Soweit es sich historisch nachvollziehen lässt, zeigt sich, dass dies von Anfang an, nachdem sich der erste zivilisatorische Kultkomplex durchgesetzt hatte, in expansive vereinneh­mende Befriedungsaktivitäten umschlug. So ist die Zivili­sation die Fortsetzung des Kriegs mit anderen Mitteln ("Erziehung", "Ökonomie"), das Kulturkonzept der "strukturellen Gewalt", und trotz ihrer durchaus ernst ge­meinten Absicht - gerade deswegen - ist sie insgesamt historisch mit der Entwicklungsgeschichte des Militaris­mus bis hin zu Superstaaten, Atomraketen und weltweit operierenden Friedens- oder Polizeitruppen identisch. Die Realität der Utopie des zivilisatorischen  Weltfriedens be­ginnt nun in der "Globalisierung" deutlich zu werden (wo­für die gesamte zivilisatorische Geschichte, etwa die Ent­wicklung des Alten Orients oder die "Pax Romana", bes­tes Anschauungsmaterial liefert).

Wir stehen historisch an einem Punkt, an dem nun die Tragik der ursprünglich absolut konstruktiv gemeinten Strategie langsam unübersehbar wird. Freilich haben wir mit den nun erreichten Einsichten wohl historisch erstma­lig wirklich die Chance, aus den historischen Problemen und Fehleinschätzungen herauszukommen. Diese neuen Einsichten aus den Human- und Geschichtswissenschaf­ten und aus Kulturprojekten gilt es nun fruchtbar zu ma­chen ...

Referent: Christoph Rosenthal (49), Kulturo­loge/ Histo­riologe, beschäftigt sich seit
Ende der 70er Jahre mit der friedenspolitischen Auseinandersetzung (Ex-Totalverwei­gerer mit Buchveröffentlichungen; ehem. Geschäftsführer der "Initiative Gegen die Wehrpflicht") und mit kulturel­len Neuentwicklungen (Forschung, Kunst, Theater)

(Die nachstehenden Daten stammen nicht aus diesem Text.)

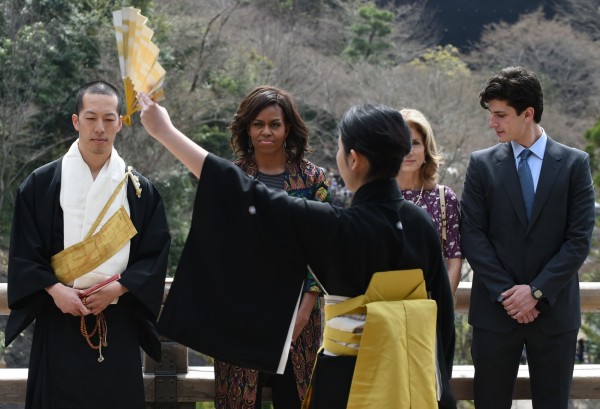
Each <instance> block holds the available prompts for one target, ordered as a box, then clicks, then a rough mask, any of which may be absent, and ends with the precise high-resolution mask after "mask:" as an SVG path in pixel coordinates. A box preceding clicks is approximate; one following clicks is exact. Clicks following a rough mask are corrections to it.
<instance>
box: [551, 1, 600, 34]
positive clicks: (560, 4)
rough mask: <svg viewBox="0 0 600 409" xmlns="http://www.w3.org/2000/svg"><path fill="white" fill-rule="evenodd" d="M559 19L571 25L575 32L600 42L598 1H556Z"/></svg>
mask: <svg viewBox="0 0 600 409" xmlns="http://www.w3.org/2000/svg"><path fill="white" fill-rule="evenodd" d="M553 3H554V9H555V10H556V13H557V15H558V16H559V17H561V18H562V19H564V20H565V21H567V22H569V23H570V24H571V27H573V30H575V31H578V32H581V33H585V34H587V35H589V36H590V37H591V38H592V40H594V41H599V40H600V3H598V0H555V1H554V2H553Z"/></svg>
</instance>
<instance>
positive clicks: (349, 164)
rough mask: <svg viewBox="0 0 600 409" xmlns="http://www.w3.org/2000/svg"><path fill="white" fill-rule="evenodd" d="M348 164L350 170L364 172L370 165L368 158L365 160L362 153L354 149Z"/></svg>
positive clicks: (352, 151) (350, 154) (349, 154)
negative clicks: (367, 160) (368, 161)
mask: <svg viewBox="0 0 600 409" xmlns="http://www.w3.org/2000/svg"><path fill="white" fill-rule="evenodd" d="M348 162H349V163H348V165H349V167H350V169H352V170H354V171H358V170H362V169H363V168H364V166H365V164H367V163H368V161H367V158H365V157H364V156H363V155H361V154H360V153H358V152H356V151H355V150H354V149H350V154H349V155H348Z"/></svg>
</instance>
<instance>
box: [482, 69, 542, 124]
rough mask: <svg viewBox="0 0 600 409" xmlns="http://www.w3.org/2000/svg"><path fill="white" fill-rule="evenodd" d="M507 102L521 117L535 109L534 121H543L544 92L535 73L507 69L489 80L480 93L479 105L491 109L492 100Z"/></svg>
mask: <svg viewBox="0 0 600 409" xmlns="http://www.w3.org/2000/svg"><path fill="white" fill-rule="evenodd" d="M494 99H496V100H499V101H505V102H506V103H507V105H508V106H510V107H512V108H514V109H515V111H517V115H521V114H522V113H523V111H525V110H526V109H527V108H529V107H532V108H533V111H534V113H533V120H534V121H535V122H536V123H538V124H539V123H540V122H541V121H542V112H543V111H544V92H543V91H542V85H541V84H540V81H539V80H538V78H537V76H536V75H535V73H533V72H532V71H528V70H526V69H525V68H523V67H507V68H504V69H503V70H501V71H500V72H498V73H497V74H495V75H494V76H492V77H491V78H490V79H488V81H487V83H486V84H485V87H484V89H483V91H481V92H480V93H479V104H480V105H481V106H482V108H483V109H489V107H488V103H489V102H490V101H491V100H494Z"/></svg>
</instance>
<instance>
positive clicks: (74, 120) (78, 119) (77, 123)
mask: <svg viewBox="0 0 600 409" xmlns="http://www.w3.org/2000/svg"><path fill="white" fill-rule="evenodd" d="M71 122H73V128H75V130H76V131H79V117H78V116H77V114H73V115H71Z"/></svg>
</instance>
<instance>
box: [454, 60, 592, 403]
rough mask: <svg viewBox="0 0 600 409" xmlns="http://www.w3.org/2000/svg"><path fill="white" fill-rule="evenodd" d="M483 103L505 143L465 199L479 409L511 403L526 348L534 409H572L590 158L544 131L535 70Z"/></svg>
mask: <svg viewBox="0 0 600 409" xmlns="http://www.w3.org/2000/svg"><path fill="white" fill-rule="evenodd" d="M479 98H480V104H481V106H482V107H483V108H484V109H487V110H489V112H490V119H489V126H490V127H491V128H493V129H494V130H495V131H496V134H497V135H498V141H499V142H500V143H499V144H497V145H495V146H493V147H491V148H488V149H484V150H481V151H477V152H474V153H473V154H472V155H471V158H470V161H469V166H468V169H467V175H466V179H465V185H464V190H463V194H462V198H461V211H462V222H461V230H462V240H463V241H462V245H463V250H464V253H465V255H466V258H467V260H468V262H469V264H470V265H471V267H472V268H473V287H472V292H471V305H470V308H469V323H470V324H471V325H472V326H473V340H472V343H471V355H472V357H473V363H474V365H475V382H474V385H475V386H474V388H475V391H474V395H475V406H476V407H477V408H482V409H496V408H497V409H501V408H503V409H509V408H510V407H511V402H512V395H513V390H514V385H515V380H516V377H517V371H518V367H519V361H520V358H521V352H522V350H523V347H524V346H525V348H526V352H527V360H528V364H529V374H530V379H531V394H532V400H533V407H534V408H543V409H553V408H557V409H558V408H560V409H566V408H567V407H568V401H569V392H570V386H571V380H572V376H573V365H574V360H575V344H576V341H577V339H576V337H577V332H578V330H579V326H580V323H581V315H580V302H579V277H578V270H579V268H580V267H581V265H582V263H583V262H584V260H585V259H586V257H587V255H588V253H589V250H590V245H591V235H592V230H593V228H594V220H595V214H594V188H593V184H592V177H591V173H590V165H589V156H588V155H587V154H586V153H585V152H582V151H580V150H577V149H574V148H570V147H568V146H565V145H562V144H559V143H558V142H555V141H554V140H553V139H551V138H550V137H549V136H548V134H547V133H546V132H545V130H544V129H543V128H542V127H541V126H540V121H541V118H542V111H543V92H542V87H541V85H540V83H539V81H538V79H537V78H536V76H535V74H534V73H532V72H530V71H527V70H526V69H524V68H522V67H508V68H505V69H503V70H501V71H500V72H499V73H498V74H496V75H494V76H493V77H492V78H490V79H489V80H488V82H487V84H486V85H485V88H484V89H483V91H482V92H481V93H480V95H479Z"/></svg>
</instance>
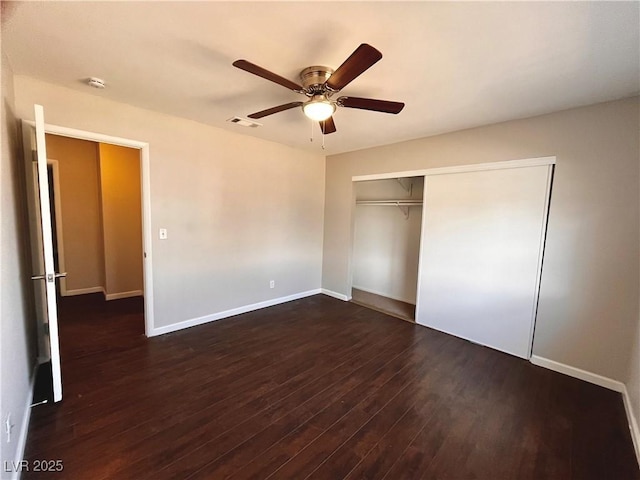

Anmeldung (nicht erforderlich, aber hilfreich) erbeten an Bildungswerk Hessen der DFG-VK, Mühlgasse 13, 60486 Frankfurt.
dfgvkhessen@t-online.de

Die Veranstaltung ist rauchfrei.

Hinweis für RollstuhlfahrerInnen: Es sind zwei Stufen und eine 80 cm
breite Tür zu überwinden. Rollstuhlgerechte Toiletten in mehr oder weniger zumutbarer Entfernung vorhanden.